Michael Borgoltes Überlegungen zu Migration, die publizierte Vorarbeiten fortsetzen und rekapitulieren 1, machen so den Leser in der Einleitung und einer ‚Pilotstudie’ zum frühmittelalterlichen Langobardenreich zunächst mit den verwendeten Ansätzen zur transkulturellen Verflechtung vertraut. Sie erarbeiten dann mit ihrer Hilfe einen komplexen Zugang zur Migrationsgeschichte, den Borgolte mit erheblicher Sachkenntnis und einigem Elan auf die sehr kontroverse Geschichte der Langobarden anwendet.
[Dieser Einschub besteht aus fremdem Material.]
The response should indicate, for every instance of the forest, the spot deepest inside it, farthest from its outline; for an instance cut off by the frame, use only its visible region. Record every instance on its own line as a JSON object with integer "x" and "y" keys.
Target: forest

Die weiteren Beiträge zum Thema Migration – in Asien, Europa und Afrika – greifen jeweils in sehr differenzierter Weise auf Migrationsprozesse zu und entwickeln die methodischen Überlegungen in verschiedene Richtungen weiter. Aus Platzgründen seien die durchgängig qualitätsvollen und teils sehr detaillierten Beiträge nur in einigen weiterführenden Schwerpunktsetzungen erwähnt: Marianne Bechhaus-Gersts Studie zum Reich Makuria im Nordsudan als hybridem Raum und Klaus Vollmers Überlegungen zu Japan zwischen ‚isoliertem Inselland’ und ‚zum Meer geöffneten Archipel’ setzen sich besonders mit Raum als Grundlagenkategorie für transkulturelle Verflechtungen auseinander. Während Bechhaus-Gerst die komplexe Hybridität ihres Untersuchungsraums herausstellt, konturiert Vollmer in höchst interessanter Weise die in der transkulturellen Forschung stark umstrittenen Begrifflichkeiten von ‚Zentrum’ und ‚Peripherie’, indem er Binnenzentren und -peripherien der sich wandelnden japanischen Kultur ausmacht. Angela Schottenhamers Studie zu ‚westasiatisch-muslimischer’ Medizin im Yuan-zeitlichen China verfolgt aus der Perspektive der chinesischen Quellen Prozesse des Transfers westlicher medizinischer Praktiken und der Migration westasiatischer Ärzte nach China, und kann dabei insbesondere die Bedeutung sozialen und politischen Prestiges als Attraktor herausstellen.

Die drei Beiträge von Michael Borgolte zum frühmittelalterlichen Langobardenreich, von Kordula Wolf zum Konzept des Gihad in muslimischen Migrationen im hochmittelalterlichen Süditalien sowie von Benjamin Scheller zu Migrationen und kulturellen Hybridisierungen im normannischen Sizilien beschäftigen sich sämtlich mit kriegerisch geprägten Aspekten von Migrationsprozessen und heben nicht nur Verflechtungsprozesse, sondern auch Widerstände gegen diese hervor. Tatsächlich muss es der Forschung, wie Schellers Beitrag herausstellt, auch darum gehen, das längst überstrapazierte Konzept der Hybridität irgendwie zu konturieren. Gerade sein Beitrag nimmt insofern auch Stellung zu begrifflichen und konzeptuellen Streitigkeiten innerhalb der Forschungsfelder der Postcolonial Studies und Transkulturalität. Wie auch andere Beiträge des Bandes weist er in Richtung einer historischen Konkretisierung und Differenzierung von Verflechtungen, und zeigt unterschiedliche Ansatzpunkte zu weiterer Untersuchung auf, etwa die Frage nach ‚Hybridisierung und Dehybridisierung’ (S. 169) oder nach ‚Ambiguitätstoleranz’ bzw. ‚Hybriditätstoleranz’ (S. 180) politischer und religiöser Ordnungen. Ganz pointiert stellt auch Kommentatorin Gudrun Krämer die Frage nach der Intention von Hybridisierungen.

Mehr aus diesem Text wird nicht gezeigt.